Yargıtay’ın yerleşik uygulamalarına göre; haksız fiil sonucu çalışma gücü kaybına uğranıldığı iddiası ve buna yönelik bir talebinin bulunması halinde, zararın kapsamının belirlenmesi açısından maluliyetin varlığı ve oranının belirlenmesi için Adli Tıp Kurumu İhtisas Dairesi veya Üniversite Hastanelerinin Adli Tıp Anabilim Dalı bölümleri gibi kuruluşların çalışma gücü kaybı olduğu iddia edilen kişide bulunan şikâyetler dikkate alınarak oluşturulacak uzman doktor heyetinden, haksız fiilin gerçekleştiği tarihte yürürlükte olan yönetmelik hükümleri dikkate alınarak yapılması gerekmektedir. Mahkeme tarafından alınan maluliyet tespitine ilişkin raporun da belirlenen bu esaslara, oluşa, usul ve yasaya uygun olması anılan raporun 19.11.2020 tarihinde, aktüer bilirkişi raporunun 30.11.2020 tarihinde davacının ıslah dilekçesinin 04.12.2020 tarihinde davalı vekiline tebliğ edilmiş olması nedeniyle rapor doğrultusunda karar verilmiş olmasında bir usulsüzlük görülmemiştir.

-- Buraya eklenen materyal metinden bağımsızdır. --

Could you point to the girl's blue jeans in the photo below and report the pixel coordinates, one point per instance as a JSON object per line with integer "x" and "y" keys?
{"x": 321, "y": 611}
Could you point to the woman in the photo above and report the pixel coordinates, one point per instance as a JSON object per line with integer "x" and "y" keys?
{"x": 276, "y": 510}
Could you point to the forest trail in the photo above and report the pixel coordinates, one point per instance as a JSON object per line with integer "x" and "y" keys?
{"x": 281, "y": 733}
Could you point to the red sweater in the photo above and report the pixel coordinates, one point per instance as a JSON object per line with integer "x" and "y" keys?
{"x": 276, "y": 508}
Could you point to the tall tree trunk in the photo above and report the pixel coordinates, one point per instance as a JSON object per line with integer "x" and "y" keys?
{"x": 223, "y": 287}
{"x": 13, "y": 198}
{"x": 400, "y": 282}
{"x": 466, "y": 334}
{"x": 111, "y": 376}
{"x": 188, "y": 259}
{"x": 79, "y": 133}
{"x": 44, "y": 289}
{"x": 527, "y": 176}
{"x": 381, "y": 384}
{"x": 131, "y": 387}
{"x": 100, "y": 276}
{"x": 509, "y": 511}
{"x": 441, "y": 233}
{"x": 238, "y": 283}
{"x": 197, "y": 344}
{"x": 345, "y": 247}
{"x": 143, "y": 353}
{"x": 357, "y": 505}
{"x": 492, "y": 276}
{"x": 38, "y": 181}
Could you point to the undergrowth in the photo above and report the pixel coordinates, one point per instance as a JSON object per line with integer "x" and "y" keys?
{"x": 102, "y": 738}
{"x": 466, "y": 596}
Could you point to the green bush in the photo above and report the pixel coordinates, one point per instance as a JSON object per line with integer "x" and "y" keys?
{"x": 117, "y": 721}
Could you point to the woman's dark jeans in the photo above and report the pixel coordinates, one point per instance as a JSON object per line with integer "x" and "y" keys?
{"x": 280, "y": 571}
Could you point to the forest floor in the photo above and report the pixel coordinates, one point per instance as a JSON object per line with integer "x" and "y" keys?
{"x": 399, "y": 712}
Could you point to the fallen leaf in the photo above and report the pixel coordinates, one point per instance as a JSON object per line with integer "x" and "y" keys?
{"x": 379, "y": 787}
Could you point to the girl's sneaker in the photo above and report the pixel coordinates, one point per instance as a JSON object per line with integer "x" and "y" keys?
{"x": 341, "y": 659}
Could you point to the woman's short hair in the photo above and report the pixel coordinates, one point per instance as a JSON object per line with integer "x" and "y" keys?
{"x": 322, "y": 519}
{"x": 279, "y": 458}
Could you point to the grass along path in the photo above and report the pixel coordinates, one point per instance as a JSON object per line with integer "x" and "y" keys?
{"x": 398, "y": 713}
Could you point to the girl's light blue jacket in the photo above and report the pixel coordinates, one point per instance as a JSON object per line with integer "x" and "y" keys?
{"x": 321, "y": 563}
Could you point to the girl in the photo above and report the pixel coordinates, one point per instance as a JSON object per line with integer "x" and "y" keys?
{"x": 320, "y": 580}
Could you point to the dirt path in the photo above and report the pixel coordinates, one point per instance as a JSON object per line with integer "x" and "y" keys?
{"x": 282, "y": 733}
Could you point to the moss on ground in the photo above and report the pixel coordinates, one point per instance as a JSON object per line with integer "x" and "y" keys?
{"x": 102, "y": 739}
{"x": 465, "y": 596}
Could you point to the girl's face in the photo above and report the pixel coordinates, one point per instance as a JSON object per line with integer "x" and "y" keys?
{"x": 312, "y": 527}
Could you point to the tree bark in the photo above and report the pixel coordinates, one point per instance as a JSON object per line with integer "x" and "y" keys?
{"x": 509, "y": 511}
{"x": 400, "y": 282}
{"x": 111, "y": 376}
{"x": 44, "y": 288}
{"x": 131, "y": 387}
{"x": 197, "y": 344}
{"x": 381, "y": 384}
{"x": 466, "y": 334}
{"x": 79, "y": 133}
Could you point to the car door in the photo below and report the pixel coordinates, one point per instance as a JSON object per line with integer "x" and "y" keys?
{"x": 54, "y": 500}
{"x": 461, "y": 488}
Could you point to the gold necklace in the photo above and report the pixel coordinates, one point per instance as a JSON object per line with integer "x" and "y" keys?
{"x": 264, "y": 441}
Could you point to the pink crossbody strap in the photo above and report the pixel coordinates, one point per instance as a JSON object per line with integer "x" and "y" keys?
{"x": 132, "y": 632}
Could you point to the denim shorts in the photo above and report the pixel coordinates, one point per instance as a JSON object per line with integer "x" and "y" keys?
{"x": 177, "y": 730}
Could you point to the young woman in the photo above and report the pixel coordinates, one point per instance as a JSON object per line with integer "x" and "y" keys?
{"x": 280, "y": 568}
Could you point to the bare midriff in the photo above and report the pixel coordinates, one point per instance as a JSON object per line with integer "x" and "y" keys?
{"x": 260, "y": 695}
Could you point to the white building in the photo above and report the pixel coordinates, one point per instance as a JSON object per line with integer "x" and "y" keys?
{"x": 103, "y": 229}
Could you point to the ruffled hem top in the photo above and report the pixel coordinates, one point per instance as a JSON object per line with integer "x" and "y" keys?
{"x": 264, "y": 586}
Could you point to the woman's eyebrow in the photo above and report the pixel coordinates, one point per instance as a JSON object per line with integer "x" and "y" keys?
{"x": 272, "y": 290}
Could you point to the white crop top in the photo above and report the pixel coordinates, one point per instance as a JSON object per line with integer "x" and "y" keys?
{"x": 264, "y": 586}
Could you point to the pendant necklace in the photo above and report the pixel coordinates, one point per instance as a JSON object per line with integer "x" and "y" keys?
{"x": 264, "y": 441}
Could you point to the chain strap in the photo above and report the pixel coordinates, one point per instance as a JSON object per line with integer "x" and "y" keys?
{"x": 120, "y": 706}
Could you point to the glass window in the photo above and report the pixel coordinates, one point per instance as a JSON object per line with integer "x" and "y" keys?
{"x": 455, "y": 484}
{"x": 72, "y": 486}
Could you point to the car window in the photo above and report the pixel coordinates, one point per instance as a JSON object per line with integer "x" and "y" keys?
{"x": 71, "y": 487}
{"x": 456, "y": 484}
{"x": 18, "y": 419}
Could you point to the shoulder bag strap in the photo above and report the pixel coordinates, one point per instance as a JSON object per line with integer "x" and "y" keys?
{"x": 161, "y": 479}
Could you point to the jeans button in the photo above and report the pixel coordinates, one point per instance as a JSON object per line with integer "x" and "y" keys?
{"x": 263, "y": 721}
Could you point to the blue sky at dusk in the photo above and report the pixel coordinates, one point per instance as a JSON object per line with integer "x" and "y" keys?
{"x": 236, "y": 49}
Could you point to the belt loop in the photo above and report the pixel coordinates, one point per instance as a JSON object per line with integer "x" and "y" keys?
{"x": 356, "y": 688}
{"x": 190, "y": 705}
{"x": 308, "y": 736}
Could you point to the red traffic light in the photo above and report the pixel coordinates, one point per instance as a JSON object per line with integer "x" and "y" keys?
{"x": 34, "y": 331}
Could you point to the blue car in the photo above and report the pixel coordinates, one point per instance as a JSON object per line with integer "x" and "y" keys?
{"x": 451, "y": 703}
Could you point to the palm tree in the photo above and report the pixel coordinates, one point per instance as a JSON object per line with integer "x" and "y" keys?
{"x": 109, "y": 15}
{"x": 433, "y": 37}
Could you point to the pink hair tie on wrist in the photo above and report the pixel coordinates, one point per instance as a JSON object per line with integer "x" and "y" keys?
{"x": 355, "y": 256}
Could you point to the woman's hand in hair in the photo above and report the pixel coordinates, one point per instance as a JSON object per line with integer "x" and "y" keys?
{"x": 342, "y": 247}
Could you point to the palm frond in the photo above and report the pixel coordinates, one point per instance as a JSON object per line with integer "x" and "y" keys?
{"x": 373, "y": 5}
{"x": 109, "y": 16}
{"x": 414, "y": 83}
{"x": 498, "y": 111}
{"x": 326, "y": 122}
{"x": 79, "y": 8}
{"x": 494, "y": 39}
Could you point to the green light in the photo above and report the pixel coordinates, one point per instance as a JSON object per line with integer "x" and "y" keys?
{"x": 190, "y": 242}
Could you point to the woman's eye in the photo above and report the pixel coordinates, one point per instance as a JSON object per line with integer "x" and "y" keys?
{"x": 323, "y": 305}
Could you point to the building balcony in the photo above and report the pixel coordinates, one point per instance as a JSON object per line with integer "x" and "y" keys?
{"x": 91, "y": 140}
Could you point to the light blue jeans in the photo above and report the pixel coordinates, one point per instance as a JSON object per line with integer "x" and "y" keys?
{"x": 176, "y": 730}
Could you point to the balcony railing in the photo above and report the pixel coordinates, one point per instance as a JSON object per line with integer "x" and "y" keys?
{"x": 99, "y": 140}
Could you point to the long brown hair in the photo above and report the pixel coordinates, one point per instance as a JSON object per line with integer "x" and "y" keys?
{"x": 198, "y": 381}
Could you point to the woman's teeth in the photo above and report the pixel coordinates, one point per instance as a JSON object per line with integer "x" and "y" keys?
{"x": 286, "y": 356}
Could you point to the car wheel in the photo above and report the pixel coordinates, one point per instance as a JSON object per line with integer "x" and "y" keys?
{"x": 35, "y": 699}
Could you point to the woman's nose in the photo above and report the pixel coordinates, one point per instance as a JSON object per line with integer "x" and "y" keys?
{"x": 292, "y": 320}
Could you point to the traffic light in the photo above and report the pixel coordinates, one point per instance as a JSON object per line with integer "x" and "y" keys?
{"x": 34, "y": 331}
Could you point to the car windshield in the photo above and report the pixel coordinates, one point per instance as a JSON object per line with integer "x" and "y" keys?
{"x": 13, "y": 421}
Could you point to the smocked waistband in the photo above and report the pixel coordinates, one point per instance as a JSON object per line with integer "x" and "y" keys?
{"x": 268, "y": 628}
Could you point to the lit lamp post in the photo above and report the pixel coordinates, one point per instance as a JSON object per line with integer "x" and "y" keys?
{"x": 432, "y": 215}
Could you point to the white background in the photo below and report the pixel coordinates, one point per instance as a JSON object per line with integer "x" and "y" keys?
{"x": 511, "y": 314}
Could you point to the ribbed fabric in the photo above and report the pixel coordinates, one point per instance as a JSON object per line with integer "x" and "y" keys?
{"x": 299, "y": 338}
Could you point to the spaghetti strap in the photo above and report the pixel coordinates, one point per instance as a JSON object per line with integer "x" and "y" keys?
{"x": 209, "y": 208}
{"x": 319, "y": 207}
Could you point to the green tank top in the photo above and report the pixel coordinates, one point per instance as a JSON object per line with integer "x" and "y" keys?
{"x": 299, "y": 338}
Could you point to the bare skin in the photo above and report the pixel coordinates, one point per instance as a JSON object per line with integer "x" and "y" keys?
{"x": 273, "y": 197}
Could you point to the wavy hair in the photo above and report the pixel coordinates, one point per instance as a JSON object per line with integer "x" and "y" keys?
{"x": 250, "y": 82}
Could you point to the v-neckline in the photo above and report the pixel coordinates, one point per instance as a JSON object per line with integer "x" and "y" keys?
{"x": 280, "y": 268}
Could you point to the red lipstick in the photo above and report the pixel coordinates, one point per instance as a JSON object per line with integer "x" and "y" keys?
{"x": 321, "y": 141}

Dosyadaki mevcut delillere göre, dava konusu kazaya ilişkin olarak, kaza tespit tutanağında yapılan değerlendirme ile Mahkemece alınan kusur raporunun aynı yönde olduğu ve kazanın, 15.02.2018 günü saat 16.20 sıralarında, davalı sigorta şirketine ZMMS poliçesi ile sigortalı sürücü …’in yönetimindeki … plakalı otomobil ile Devrek yönünden Zonguldak yönüne seyirle olay yerine geldiğinde, önde aynı yönde seyreden davacı sürücü … yönetimindeki … plakalı otomobilin sol arka kısmından çarpması sonucu davacının aracının sağa doğru yönelerek sürüklenmesi, yoldan çıkarak yan vaziyette duruşa geçmesi, sigortalı aracın da sağ şeritte sürüklenerek çöp bidonuna çarptıktan sonra bir süre daha sürüklenmesi sonrasında duruşa geçmesi biçiminde meydana geldiği ,buna göre; davalı şirkete sigortalı aracın sürücüsü …’in, yönetimindeki araçla seyrederken yolun ilerisini dikkatle kontrol ederek öndeki aracı gördüğünde aralarında yeterli takip mesafesi bırakması, ya da takip mesafesi kadar önceden sol şeride yerleşerek seyretmesi gerekirken aksine seyirle sebebiyet verdiği olayda 2918 Sayılı Karayolları Trafik Kanunu’nun 56/a-1 (Sürücülerin; geçme, dönme, duraklama, durma ve park etme gibi haller dışında şerit değiştirmeleri veya iki şeridi birden kullanmaları yasaktır), 56/c (Sürücüler önlerinde giden araçları yönetmelikte belirtilen güvenli ve yeterli bir mesafeden izlemek zorundadırlar.) ve 84/d (Arkadan çarpma) maddesini ihlâlle tamamen kusurlu olduğu, davacı sürücü …’nin, sağ şeritte normal seyri sırasında arka kısımdan çarpılmasında herhangi bir kuralı ihlali görülmediğinden olayda kusursuz olduğu anlaşılmış olup uzman bilirkişi tarafından yapılan kusur tespitinin bu oluşa, usul ve yasaya uygun olduğu bilirkişinin kusur raporunun davalı vekiline 08.04.2020 tarihinde tebliğ edilmiş olması nedeniyle yerel mahkemece bu kusur oranının kabulü ile hükme dayanak alınmasında bir usulsüzlük görülmemiştir.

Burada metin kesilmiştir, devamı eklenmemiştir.